A inauguração da herma, no dia 22 novembro de 1931, ocorreu em pleno sepultamento da chamada Primeira República, pouco mais de dois meses depois da fundação (16 de setembro) da Frente Negra Brasileira, ali representada pelo seu presidente Arlindo Veiga dos Santos, e que apenas seis anos depois será silenciada pelo Estado Novo. Também estiveram no ato, cada qual contribuindo para que uma multidão de maioria negra ocupasse o Largo do Arouche, fazendo lembrar o histórico cortejo de 1882, os próprios Progresso e o Grêmio Carnavalesco Campos Elíseos, além de todas as instituições e pessoas – e foram muitas – que haviam ajudado a transformar o sonho da herma em realidade.  

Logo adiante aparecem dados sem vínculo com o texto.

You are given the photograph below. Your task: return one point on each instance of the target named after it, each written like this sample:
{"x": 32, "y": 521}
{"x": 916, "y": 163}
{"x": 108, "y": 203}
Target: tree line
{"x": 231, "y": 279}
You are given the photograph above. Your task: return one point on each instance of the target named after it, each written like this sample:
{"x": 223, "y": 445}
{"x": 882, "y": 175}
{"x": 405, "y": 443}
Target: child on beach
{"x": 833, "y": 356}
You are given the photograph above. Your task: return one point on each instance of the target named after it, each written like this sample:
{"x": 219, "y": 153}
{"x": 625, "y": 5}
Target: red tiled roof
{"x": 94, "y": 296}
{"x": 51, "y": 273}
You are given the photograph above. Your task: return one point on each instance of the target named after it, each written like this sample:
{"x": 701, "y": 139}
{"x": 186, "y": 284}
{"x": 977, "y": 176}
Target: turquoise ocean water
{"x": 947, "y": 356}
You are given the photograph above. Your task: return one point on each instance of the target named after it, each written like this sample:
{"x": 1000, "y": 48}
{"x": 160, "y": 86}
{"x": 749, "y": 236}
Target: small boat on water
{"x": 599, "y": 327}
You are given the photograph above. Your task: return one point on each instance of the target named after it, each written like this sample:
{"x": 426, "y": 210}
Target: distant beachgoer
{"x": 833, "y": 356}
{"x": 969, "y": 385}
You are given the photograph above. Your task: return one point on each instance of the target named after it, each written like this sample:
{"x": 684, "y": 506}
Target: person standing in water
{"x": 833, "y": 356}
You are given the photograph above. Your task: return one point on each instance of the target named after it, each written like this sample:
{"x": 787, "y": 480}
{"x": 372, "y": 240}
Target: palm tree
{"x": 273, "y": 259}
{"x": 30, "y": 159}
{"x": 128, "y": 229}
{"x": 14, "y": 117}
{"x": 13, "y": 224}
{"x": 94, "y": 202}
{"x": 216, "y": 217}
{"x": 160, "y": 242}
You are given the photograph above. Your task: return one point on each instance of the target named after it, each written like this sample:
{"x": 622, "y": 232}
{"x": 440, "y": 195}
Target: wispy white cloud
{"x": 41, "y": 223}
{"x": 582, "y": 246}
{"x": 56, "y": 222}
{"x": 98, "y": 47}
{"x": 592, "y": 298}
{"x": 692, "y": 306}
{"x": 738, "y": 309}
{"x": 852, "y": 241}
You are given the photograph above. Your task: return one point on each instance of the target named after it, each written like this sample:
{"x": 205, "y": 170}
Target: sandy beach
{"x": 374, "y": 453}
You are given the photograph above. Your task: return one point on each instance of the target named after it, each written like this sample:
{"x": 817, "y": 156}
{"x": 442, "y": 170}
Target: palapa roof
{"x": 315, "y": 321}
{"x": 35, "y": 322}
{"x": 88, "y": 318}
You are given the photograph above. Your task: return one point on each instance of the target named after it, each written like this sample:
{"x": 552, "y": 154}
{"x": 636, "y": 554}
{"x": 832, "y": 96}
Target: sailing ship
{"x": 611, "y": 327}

O lançamento do Rhumor Negro, por sua vez, aconteceu a meio caminho entre o lançamento do Movimento Negro Unificado (MNU), em 1978 – passando pelo centenário da abolição da escravatura (1988) – e os 300 Anos da Imortalidade de Zumbi dos Palmares, celebrada em 1995. Naquele momento, já haviam sido organizados três encontros nacionais de poetas e ficcionistas negros brasileiros. A antologia anual Cadernos Negros chegava ao seu 14º volume, mesma idade do Festival Comunitário Negro Zumbi (FECONEZU), semeando um movimento literário negro-brasileiro que, já então, atribuía a sua existência ao pioneirismo de autores como Luiz Gama e Lino Guedes, e que mais recentemente vem fazendo novas descobertas, como a da romancista negra Maria Firmina dos Reis, contemporânea de Gama.

Esse rumor – que o dicionário define como “murmúrio produzido por coisas ou pessoas que se deslocam ou embatem; som indistinto e contínuo de muitas vozes” –, ativado pelo humor negro, isto é, satírico e sarcástico, de Luiz Gama, e permanentemente atualizado, a cada ano, por novas contribuições e linguagens, nunca foi interrompido.